When media publishers launch a new brand, they might “find success in being narrow and focusing on a niche target audience, with specific content, on a single social media platform like TikTok,” said Jessica Liu, senior analyst at research company Forrester. “For others, that approach might not work.”

5-Minute Recycle found that launching on TikTok can initially work better than launching on YouTube. The outlet first debuted on YouTube in 2019, but struggled to attract an audience. It then relaunched on TikTok in March 2020 after seeing that videos on reusing and recycling items were doing well on the platform. “It’s a great place to build new media brands,” said Michael Boccacino, director of content partnerships at TheSoul Publishing, which runs 5-Minute Recycle. It now has 8 million followers on TikTok and more than 6 million subscribers on YouTube.
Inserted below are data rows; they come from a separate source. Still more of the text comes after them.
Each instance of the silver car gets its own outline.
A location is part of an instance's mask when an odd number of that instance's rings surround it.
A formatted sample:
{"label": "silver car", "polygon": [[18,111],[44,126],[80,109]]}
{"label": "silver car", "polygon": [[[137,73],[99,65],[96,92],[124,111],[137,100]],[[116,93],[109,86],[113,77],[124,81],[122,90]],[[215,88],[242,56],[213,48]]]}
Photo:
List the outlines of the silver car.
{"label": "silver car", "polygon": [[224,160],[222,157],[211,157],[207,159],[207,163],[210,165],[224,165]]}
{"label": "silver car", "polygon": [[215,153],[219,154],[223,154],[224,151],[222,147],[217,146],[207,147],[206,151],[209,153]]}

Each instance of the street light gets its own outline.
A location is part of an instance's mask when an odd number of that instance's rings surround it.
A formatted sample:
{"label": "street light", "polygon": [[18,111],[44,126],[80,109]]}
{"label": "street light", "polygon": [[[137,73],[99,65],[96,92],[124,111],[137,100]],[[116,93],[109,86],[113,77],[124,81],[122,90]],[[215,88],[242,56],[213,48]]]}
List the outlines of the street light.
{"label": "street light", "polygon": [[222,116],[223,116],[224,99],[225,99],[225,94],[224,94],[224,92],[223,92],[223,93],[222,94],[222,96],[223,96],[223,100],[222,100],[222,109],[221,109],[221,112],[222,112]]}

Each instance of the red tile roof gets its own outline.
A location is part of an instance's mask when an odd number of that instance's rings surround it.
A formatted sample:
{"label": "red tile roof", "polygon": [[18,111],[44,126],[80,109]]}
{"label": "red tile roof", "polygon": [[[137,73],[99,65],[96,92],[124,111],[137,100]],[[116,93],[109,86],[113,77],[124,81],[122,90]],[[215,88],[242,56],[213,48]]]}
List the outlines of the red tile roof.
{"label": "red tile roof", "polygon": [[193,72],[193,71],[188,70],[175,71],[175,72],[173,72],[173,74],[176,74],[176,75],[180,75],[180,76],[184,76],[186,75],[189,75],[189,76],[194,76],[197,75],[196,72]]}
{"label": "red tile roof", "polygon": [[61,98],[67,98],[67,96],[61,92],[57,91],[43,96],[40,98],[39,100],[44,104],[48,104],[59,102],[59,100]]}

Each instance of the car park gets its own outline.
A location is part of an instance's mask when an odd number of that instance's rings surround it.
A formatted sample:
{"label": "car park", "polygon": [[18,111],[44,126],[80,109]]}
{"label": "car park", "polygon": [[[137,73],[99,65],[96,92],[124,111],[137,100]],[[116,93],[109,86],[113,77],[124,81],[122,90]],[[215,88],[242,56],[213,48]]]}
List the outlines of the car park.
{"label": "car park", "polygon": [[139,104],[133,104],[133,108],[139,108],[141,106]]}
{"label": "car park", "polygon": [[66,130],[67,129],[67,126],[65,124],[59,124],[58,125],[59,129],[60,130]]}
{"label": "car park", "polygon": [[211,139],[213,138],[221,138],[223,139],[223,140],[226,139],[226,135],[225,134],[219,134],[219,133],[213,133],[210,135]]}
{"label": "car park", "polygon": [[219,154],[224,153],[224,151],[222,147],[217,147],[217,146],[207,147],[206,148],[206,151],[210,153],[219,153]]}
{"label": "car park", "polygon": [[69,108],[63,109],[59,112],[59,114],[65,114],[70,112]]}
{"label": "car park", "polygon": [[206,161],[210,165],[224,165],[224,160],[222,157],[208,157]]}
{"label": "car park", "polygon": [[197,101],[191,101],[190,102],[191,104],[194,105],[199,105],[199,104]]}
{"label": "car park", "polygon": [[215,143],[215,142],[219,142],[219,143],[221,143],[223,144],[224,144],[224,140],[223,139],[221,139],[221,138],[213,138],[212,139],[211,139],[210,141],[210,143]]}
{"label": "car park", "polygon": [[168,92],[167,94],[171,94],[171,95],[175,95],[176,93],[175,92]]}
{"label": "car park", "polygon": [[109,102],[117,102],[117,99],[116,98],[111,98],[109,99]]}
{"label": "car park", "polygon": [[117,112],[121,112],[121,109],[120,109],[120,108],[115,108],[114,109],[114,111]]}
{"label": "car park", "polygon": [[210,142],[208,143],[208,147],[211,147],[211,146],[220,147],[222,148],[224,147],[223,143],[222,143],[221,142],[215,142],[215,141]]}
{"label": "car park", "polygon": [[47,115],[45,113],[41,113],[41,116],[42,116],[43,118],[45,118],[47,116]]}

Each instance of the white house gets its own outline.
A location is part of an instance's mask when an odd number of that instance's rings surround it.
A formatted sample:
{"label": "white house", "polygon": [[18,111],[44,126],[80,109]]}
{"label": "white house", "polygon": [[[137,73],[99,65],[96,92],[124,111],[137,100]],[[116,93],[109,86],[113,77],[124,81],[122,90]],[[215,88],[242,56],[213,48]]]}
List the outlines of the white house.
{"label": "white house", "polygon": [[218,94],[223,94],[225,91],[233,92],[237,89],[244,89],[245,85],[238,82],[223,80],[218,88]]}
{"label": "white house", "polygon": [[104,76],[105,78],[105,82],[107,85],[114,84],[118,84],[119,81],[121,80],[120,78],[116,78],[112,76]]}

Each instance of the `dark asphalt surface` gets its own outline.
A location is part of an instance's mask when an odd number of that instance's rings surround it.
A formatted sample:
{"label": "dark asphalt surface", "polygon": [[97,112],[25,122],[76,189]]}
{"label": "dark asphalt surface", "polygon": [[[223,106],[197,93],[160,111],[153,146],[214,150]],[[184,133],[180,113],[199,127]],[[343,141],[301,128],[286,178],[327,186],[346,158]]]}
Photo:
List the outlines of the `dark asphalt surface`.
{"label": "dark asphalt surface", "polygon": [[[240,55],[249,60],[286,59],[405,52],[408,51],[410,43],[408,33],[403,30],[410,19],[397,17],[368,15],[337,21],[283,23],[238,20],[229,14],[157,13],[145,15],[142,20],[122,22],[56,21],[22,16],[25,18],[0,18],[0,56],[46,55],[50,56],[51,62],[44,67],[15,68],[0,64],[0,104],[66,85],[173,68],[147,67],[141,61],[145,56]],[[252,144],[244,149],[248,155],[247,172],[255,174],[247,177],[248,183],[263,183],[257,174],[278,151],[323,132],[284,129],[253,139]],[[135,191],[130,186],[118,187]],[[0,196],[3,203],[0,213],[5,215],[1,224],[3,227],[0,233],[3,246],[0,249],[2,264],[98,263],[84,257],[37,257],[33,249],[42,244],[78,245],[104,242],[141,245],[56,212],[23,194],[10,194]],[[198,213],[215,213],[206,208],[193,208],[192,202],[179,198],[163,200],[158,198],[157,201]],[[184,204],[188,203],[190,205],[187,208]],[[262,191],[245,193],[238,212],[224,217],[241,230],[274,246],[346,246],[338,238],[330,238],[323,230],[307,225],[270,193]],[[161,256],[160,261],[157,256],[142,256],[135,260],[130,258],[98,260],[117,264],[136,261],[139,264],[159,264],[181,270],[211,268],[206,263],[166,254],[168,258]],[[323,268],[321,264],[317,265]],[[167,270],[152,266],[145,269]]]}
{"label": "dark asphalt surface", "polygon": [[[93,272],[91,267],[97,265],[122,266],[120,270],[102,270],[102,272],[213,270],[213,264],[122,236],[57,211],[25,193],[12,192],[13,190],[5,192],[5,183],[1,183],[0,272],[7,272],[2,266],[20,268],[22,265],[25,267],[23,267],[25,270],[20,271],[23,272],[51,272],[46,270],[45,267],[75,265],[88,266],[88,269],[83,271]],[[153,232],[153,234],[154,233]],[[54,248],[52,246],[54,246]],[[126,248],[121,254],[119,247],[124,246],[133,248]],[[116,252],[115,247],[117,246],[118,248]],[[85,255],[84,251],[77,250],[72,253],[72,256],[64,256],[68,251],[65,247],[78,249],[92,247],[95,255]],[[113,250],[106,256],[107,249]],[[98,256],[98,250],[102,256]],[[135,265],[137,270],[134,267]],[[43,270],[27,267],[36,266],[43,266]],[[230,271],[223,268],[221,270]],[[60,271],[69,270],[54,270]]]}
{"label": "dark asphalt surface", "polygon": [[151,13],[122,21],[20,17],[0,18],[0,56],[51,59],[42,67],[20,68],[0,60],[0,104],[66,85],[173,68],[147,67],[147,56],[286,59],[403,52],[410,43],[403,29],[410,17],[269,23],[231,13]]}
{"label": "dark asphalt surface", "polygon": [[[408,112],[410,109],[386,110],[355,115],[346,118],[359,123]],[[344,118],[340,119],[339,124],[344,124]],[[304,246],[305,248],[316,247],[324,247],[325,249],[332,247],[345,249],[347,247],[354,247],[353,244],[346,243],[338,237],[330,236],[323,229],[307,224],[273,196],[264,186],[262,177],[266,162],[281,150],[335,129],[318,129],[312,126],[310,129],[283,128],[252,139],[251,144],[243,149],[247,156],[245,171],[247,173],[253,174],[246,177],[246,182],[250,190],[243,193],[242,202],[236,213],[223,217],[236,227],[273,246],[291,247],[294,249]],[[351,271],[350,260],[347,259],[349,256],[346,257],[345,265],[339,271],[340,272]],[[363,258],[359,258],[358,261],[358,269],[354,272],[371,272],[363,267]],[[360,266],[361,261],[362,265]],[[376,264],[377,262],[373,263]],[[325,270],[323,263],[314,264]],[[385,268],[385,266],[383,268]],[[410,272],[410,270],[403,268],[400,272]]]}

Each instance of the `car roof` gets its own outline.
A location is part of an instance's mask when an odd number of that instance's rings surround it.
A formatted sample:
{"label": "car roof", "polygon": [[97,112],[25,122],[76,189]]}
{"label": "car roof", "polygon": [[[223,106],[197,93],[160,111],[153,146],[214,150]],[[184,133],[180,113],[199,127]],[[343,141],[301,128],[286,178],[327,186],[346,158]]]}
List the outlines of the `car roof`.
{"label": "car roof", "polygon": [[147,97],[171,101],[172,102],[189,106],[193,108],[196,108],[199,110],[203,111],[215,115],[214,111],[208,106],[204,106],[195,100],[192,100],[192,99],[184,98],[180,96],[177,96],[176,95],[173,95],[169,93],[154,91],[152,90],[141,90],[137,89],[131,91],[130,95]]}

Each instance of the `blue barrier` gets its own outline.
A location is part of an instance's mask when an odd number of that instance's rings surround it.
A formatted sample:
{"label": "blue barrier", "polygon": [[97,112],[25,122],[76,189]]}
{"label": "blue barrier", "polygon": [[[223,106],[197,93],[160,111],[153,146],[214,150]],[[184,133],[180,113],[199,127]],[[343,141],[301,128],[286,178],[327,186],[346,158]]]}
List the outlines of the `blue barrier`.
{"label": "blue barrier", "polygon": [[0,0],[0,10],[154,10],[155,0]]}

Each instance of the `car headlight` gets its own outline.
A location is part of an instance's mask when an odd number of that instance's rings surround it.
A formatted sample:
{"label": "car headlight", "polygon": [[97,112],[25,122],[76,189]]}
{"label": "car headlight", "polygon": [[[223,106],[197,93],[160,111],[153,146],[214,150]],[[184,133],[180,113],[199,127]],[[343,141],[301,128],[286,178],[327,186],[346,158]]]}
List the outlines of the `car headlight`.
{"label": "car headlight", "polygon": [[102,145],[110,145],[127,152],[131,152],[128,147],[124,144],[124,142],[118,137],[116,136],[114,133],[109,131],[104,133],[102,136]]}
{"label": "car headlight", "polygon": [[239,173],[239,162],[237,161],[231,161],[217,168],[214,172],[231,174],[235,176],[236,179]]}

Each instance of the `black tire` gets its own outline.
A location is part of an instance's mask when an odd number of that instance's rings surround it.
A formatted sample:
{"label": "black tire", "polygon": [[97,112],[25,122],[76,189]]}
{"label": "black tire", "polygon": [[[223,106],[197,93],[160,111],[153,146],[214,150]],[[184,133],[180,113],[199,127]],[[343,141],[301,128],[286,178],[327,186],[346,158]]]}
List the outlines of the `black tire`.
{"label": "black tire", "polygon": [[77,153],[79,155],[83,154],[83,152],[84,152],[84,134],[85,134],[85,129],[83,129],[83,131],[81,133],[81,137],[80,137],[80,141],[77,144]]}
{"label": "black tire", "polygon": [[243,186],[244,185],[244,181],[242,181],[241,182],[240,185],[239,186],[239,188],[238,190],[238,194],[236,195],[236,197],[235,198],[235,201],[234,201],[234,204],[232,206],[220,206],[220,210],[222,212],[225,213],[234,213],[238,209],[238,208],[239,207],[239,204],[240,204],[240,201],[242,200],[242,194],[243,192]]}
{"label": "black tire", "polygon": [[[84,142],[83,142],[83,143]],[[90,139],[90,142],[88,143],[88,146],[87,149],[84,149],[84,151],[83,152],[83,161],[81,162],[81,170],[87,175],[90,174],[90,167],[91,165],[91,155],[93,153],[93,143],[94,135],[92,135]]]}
A brand is not a business, though. 5-Minute Recycle has made money on TikTok through the platform’s IAP initiative (two other The Soul Publishing properties are part of the program’s latest round), but 5-Minute Recycle has not signed any brand deals for TikTok exclusively. That makes operating across other platforms important for improving TheSoul Publishing’s pitch to sell advertisers on branded content, which can be cross-published across platforms including YouTube, Facebook and Instagram. In addition to its 6 million-plus subscribers on YouTube, 5-Minute Recycle has attracted more than 600,000 followers on Snapchat after launching on the mobile platform in January 2021.

Not all TikTok-native publishers are quite so quick to move beyond the platform that earned them their audience. Kyra Media launched fashion outlet Rag Report exclusively on TikTok and has garnered 464,000 followers as well as a sponsor. On Apr. 16, the company signed its first brand deal with clothing company Diesel. It’s a “sizable deal,” said Cadwallader.

Despite Rag Report’s success in securing a sponsor, media outlets with footprints spanning multiple platforms stand a better shot of attracting advertisers. “More touch points will have a bigger campaign impact than one touch point on one platform,” said Clair Bergam, associate media director at Media Kitchen. 

“I’m not sure I would recommend running a 30-second video in a creator-led, TikTok-only channel,” Bergam added. “But if it’s integrated into a series, with a dedicated TikTok following, it could work either as a standalone test to see how that platform works for you or part of a larger integrated buy.”